Going To The Chapel… Going To Get Buried

Title:  Wedding Slashers
Actors/Director/Anything Worth Mentioning Right Away:  This movie doesn’t star anyone you probably know and it was directed by Carlos Scott, who is no relation to Ridley and Tony.
Introduction:  This movie came from Walgreens for four dollars.  I mainly bought it because I thought the title was clever and had seen such generally bad reviews of it online.
Location:  They’re… going to the chapel and they’re… going to get buried…  This movie takes place primarily in a church, as the time is mostly the day of the wedding.  Though it could just be a VFW or something of equal value because, well, what makes an inside of a church, right?  (And they didn’t show a lot of the typical “inside of the church” things you’d think you’d see).
Plot:  This girl has some kind of curse put on her, which she eventually ends up explaining.  See, she was supposed to marry her cousin (or brother or something, does it matter?  Inbreeding is inbreeding, people!) and then she got out of it somehow and now every time she tries to get married her family kills everyone involved.   It’s kind of like a Disney movie and she’s just waiting for her handsome prince to come along and save her.   As far as stories go, I’ve heard a lot of the curse stories, but I don’t believe I’d heard this one before.   Definite points for a new spin on a classic idea.

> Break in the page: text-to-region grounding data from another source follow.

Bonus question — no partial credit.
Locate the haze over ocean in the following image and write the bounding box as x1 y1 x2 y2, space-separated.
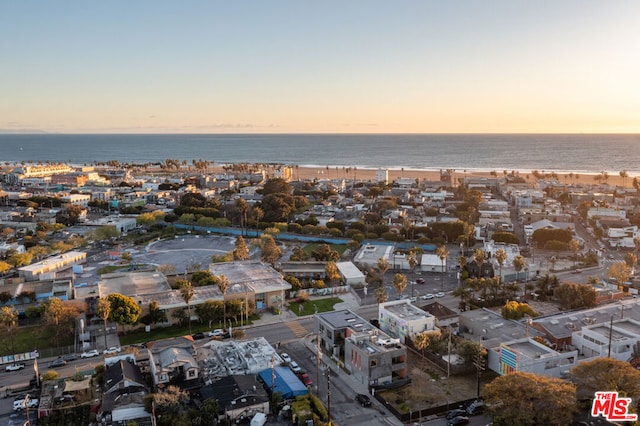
1 133 639 175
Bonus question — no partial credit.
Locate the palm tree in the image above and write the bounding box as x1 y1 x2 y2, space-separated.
436 245 449 289
494 249 507 283
406 251 418 295
452 285 472 311
96 298 111 350
513 255 525 282
0 305 18 355
180 280 195 334
620 170 628 187
457 256 467 272
216 275 230 326
377 257 390 285
374 285 388 304
392 273 407 298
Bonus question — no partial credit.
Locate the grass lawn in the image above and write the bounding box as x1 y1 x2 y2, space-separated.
289 297 343 317
302 243 347 256
0 324 71 357
119 316 255 346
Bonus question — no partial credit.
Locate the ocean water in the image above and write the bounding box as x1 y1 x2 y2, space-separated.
1 133 639 175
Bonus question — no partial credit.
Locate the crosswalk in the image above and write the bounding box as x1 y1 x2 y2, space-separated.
286 321 309 338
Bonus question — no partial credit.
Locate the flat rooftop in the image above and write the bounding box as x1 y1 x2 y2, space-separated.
318 309 371 330
383 301 434 322
99 271 172 298
209 261 291 293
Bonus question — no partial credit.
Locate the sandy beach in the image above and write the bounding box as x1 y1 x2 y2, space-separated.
209 165 632 188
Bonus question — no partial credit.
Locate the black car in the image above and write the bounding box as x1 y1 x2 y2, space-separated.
447 416 469 426
446 408 467 420
191 332 206 340
355 393 372 407
50 358 67 368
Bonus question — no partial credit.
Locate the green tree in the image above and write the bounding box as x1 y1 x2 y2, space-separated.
192 398 219 425
179 280 195 334
260 235 282 266
232 236 250 261
96 298 111 349
501 300 538 320
195 300 223 329
570 358 640 404
148 301 168 326
0 305 18 355
536 273 559 299
324 261 341 285
0 260 11 275
311 244 340 262
289 246 310 261
107 293 142 334
484 372 577 426
553 282 597 310
608 262 632 285
43 297 81 346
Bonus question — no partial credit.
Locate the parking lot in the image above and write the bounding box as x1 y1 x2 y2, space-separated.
134 234 241 273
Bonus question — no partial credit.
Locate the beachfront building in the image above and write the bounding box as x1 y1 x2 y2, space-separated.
375 169 388 184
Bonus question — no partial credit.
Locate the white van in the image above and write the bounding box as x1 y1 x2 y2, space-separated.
250 412 267 426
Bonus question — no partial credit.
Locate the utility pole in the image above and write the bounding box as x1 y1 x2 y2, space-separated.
608 315 614 358
473 339 486 399
327 368 332 426
316 334 321 393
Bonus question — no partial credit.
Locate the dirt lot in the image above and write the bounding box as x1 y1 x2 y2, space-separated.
378 351 497 415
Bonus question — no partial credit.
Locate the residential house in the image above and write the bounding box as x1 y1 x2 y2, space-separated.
147 337 200 391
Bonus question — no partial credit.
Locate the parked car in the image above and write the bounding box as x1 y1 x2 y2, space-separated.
191 333 205 340
13 395 27 411
446 408 467 420
416 278 425 284
103 346 122 355
422 294 435 300
355 393 372 407
50 358 67 368
27 397 39 409
81 349 100 358
63 353 78 362
207 329 224 337
435 292 445 298
447 416 469 426
466 399 484 415
289 361 302 373
281 353 291 363
297 372 313 386
409 296 417 303
5 363 25 372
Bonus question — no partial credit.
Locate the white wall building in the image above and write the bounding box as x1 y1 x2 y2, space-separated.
379 299 437 343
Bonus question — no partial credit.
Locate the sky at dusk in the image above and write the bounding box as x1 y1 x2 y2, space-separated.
1 1 639 134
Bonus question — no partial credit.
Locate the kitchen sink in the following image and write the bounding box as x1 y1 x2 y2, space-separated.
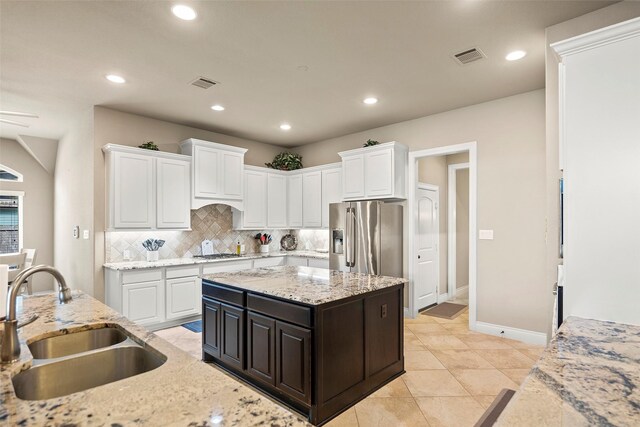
12 345 166 400
28 327 128 359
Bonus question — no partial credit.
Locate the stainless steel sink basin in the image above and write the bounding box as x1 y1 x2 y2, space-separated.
28 327 128 359
12 346 166 400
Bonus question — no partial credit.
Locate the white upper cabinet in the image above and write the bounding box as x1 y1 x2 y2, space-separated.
157 157 191 229
181 139 247 210
339 142 408 200
287 174 303 228
241 169 268 229
267 173 287 228
321 167 342 228
302 171 322 227
104 144 191 231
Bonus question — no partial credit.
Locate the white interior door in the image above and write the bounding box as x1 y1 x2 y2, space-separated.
415 185 439 310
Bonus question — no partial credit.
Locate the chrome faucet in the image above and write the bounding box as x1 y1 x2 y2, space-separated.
1 265 72 363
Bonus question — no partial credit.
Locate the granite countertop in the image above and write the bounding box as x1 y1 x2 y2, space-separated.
0 292 309 426
497 316 640 426
202 265 407 306
103 250 329 271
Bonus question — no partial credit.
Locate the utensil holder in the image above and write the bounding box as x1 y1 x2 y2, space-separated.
147 250 159 262
260 245 269 254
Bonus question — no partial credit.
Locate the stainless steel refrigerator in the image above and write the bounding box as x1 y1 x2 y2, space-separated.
329 201 403 276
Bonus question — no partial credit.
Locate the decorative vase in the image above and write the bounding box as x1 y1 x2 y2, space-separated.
260 245 269 254
147 250 159 262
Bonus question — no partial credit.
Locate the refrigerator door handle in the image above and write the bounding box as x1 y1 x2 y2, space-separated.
349 207 356 267
345 207 352 267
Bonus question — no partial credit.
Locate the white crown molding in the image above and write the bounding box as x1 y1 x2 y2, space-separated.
551 16 640 58
102 143 191 161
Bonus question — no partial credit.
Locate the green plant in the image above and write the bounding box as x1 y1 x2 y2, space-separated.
138 141 159 151
265 152 303 171
364 139 379 147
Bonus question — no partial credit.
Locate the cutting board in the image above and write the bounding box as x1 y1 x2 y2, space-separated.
201 240 214 256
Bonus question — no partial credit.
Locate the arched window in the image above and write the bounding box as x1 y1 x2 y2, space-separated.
0 164 23 182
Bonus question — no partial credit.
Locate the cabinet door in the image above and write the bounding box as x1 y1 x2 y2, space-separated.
302 171 322 227
156 158 191 229
221 303 245 370
276 321 311 405
193 145 220 198
122 280 164 326
166 276 200 320
267 174 287 228
365 148 393 197
243 170 268 228
247 312 276 385
203 297 221 358
321 168 342 228
308 258 329 269
221 151 244 199
113 151 155 229
342 155 365 199
287 174 303 228
286 257 308 267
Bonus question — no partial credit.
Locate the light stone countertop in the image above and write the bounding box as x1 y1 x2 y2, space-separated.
103 250 329 271
496 316 640 426
0 292 309 426
202 265 407 306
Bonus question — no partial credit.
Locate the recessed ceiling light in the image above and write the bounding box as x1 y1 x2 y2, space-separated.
363 97 378 105
172 4 197 20
105 74 126 84
505 50 526 61
280 123 291 131
211 105 225 111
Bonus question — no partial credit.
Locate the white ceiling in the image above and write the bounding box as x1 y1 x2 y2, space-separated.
0 1 613 147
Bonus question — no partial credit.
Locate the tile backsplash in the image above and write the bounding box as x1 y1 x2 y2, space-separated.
106 204 330 262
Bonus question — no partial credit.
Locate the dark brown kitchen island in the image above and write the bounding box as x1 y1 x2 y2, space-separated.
201 265 406 426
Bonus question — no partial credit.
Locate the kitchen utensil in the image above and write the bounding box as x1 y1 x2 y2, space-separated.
280 234 297 251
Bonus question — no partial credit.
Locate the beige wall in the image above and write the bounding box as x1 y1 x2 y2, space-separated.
92 107 286 300
456 168 469 289
544 2 640 337
0 138 55 292
295 90 547 333
54 109 95 295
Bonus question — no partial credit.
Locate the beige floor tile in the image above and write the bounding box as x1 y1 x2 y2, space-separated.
355 397 429 426
407 323 449 335
405 350 446 370
405 332 428 351
450 369 519 396
474 395 498 409
405 315 439 324
440 323 474 334
416 396 485 427
518 348 545 361
430 315 468 324
478 349 537 369
324 407 359 427
371 378 412 397
403 370 469 397
431 350 493 370
500 369 531 385
418 335 470 350
455 334 514 350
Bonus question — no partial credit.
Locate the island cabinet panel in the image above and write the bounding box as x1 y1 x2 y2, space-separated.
203 297 221 359
276 321 311 405
247 312 276 386
365 288 402 376
220 303 245 370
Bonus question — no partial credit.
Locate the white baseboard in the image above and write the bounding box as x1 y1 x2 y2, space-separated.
473 321 548 346
456 285 468 298
404 307 411 318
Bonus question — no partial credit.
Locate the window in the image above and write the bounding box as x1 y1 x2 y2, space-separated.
0 192 23 254
0 164 23 182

Acting:  Nothing too bad, nothing too good.  It flowed and got me sucked in, but if I never see any of these people in a movie again…
Production:  It had good production value, actually.  Think of most any movie you’ve seen that involves a wedding scene and that’s what this is like.   One big, long, bloody wedding scene.
Sex/Nudity:  Nope.  Not really.   Just people getting killed.
Special Effects:  The single scene that is still my favorite in this movie is when she is being chased by (I think) her brother.  He pulls a knife from out of nowhere (I mean, he’s wearing overalls, and it’s one of those kitchen knives that the blade doesn’t retract so anywhere he had it on his person would’ve resulted in him stabbing himself), but the best part is he does so while chasing this girl in perhaps the single slowest chase scene ever.   While watching it I actually thought the chase scene was filmed in slow motion and it might have been.   Oh, it’s hilarious.
Overall Verdict:  You should see this movie.   I’m going to watch it again and again.   And laugh and laugh and laugh.